Venezuelan agricultural production, at 6 percent of the GDP, is Latin America’s lowest. Over 85 percent of Venezuelans live in cities and large towns and 70 percent of Venezuela’s food is imported. Agribusiness dominates domestic food production. As a result, food availability rests largely in the hands of distributors and retailers, who are “maximizing their profits,” according to María Cristina Iglesias, Minister of Light Industry and Commerce Distributors.

Citing laws and regulations aimed at keeping prices low, Information Minister William Lara accused the private firms of hoarding. “Speculators are criminals and enemies of the people, who must feel the law, firmly applied,” he declared. Government inspectors have been pressuring food stores accused of manipulating food supplies and raising prices.
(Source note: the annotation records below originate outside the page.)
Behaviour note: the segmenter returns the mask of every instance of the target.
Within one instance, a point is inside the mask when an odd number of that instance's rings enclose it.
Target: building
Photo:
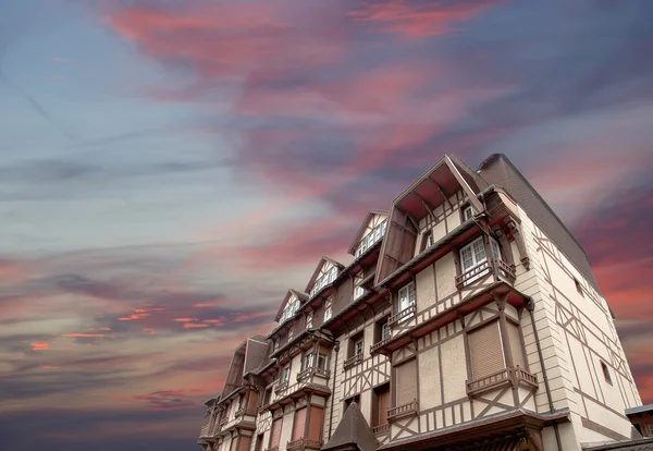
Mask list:
[[[567,451],[641,437],[588,256],[505,156],[476,171],[445,156],[370,210],[348,252],[348,265],[322,257],[268,337],[236,350],[206,403],[206,451]]]

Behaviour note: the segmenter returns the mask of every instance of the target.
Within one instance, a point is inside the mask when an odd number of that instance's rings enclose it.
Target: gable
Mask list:
[[[318,264],[316,270],[313,271],[308,284],[306,285],[306,292],[309,293],[309,296],[312,297],[315,293],[311,293],[313,288],[317,288],[318,284],[322,287],[326,283],[331,283],[337,277],[337,273],[345,266],[332,258],[322,257],[320,258],[320,263]],[[318,288],[319,290],[319,288]]]
[[[289,289],[288,292],[286,293],[285,297],[283,298],[283,302],[281,303],[281,307],[279,307],[279,312],[276,312],[276,316],[274,317],[274,320],[278,322],[281,320],[283,313],[287,305],[291,305],[296,301],[298,301],[298,305],[299,305],[299,304],[301,304],[301,302],[307,301],[307,300],[308,300],[308,295],[306,293],[299,293],[298,291]]]
[[[374,232],[374,229],[380,226],[384,220],[387,219],[387,210],[370,210],[365,216],[358,232],[354,236],[352,244],[349,245],[348,253],[350,255],[356,255],[356,251],[359,248],[360,243],[364,239],[366,239],[370,233]]]

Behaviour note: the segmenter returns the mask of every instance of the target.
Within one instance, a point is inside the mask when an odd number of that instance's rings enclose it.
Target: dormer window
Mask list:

The crisis came to a head when big stores stopped selling meat. President Chavez responded, “I have sent messages to producers and intermediaries … that if they persist in violating the people’s interests, the constitution, the laws, I am going to take away their refrigeration facilities, supply depots, and meat processing places and nationalize them.” He asked for local monitoring and suggested that the new community councils would end up operating nationalized facilities.

Government spokespersons cite Venezuela’s constitution, which holds food production to be a public utility, as authority for nationalizing food distribution resources. As a manifestation of “good will,” the government removed a 14 percent value-added tax on sales of certain food products.

On Feb. 27, Chavez outlined plans to spend $2.5 million to expand Mercal’s infrastructure, and $129.3 million to keep up Mercal food stocks. “We are going to build new Mercals and keep on expanding the network,” he declared. Over 14,000 Mercal facilities now sell low-cost food throughout Venezuela.

Promising that “we aren’t going back even a millimeter,” Vice President Jorge Rodríguez announced Feb. 11 the creation of “committees for social control of supplies” administered by the communities. The purpose, he said, was “to build a country without speculators, without hoarding, without business sector strikes.”

He was recalling the strike and sabotage campaign directed against the Chavez government in early 2003 that turned off Venezuela’s oil industry, leading to widespread suffering. Analysts see interference with food availability as another in a series of schemes devised by a desperate minority. They included abandonment of the National Assembly in 2005, plots accompanying past elections, and the coup attempt of April 2002.